The long contract’s an easy sign and even your story, you agree to it being sellable and don’t care what kind of package it is they put you in as long as it’s not taffeta or green, and someone prepared what you’d say and each judge purposefully willed failure, willing you to win, encouraged TV confidence which you had in the mirror when you were 13, but the millennia’s an estimation which never worked mathematically, because the impact factors are complex, and potential’s stayed the same level since 2004 and it’s easy for millionaires to say, “You need a little confidence,” and, “We all want you to win,” with no actual comprehension, and I promise you, scene-stealer, there are movies about the skin on your ribs, elasticine is, and if I could contort I’d understand the flatness of each eyeball and straighten your toes out and tell you this once-a-year charade is a sickness and people coming twice are a zombie start-up and you’re better than that. You’ve bested it.

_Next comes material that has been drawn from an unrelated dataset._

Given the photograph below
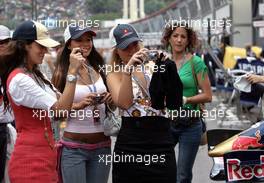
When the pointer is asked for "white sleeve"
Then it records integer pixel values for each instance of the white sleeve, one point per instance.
(26, 92)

My sister reminds me on holiday I’d take roadkill pictures, that’d end up blurry, a self-censor, because the after’s not something you can capture. Not explainable, adequate or photogenic.
Then, death was a make-believe marvel that Bible stories disproved or made points of, and it was an other person place which the pocket of my stomach was yet to inhabit. Similarly, I’d take fairground rides, awe-full, off-peak to queue skip, without bolts and seat-fittings invading eyespace. And if dad said it was okay it was okay.
And my bravery is a moment push now, a fluttery seat belt turbulence, in which I sometime regret analysing Genesis, John, Jude, with a graduate skepticism, until close-read passages were unworkable poems evidenced as undo, don’t do, did.
There’s solace in the nothing. But where does the skin go?
When the call comes – a friend recommends you for a first audition for a TV talent show – it’s a half-expect, fate, eventuality as all reason. The emotions are a grieving scale and first comes proud and the thousand queue, a cake topping sprinkling gets you past producers but the celebrities you’ve seen on the polished show product are entities locked in dressing rooms bigger than lounges in houses you’ve grown up or sat in.
I’m going to pick a moment to live and it won’t be expected like a birthday, holiday, landmark like moving, or breaking someone’s stare. A mother’s meal, dad’s advice, hospital break out or work-up purchase. An achievement medal-worthy, wedding or chip-eating-cemetery sitting with Jack, John, Paul.
Instead I pick this long forgotten kiss which both parties remember on technicality: the jukebox mechanism, toilet lock, soaked beer mats. And in hindsight it’s a regraded movie, re-reviewed a decade later by sit-through-movie-goers who toy with their “leave any time clause.” And they’d always rather stay than leave and never know. Conclusivity is better, whatever it sheds. Usually just carrot grated boredom.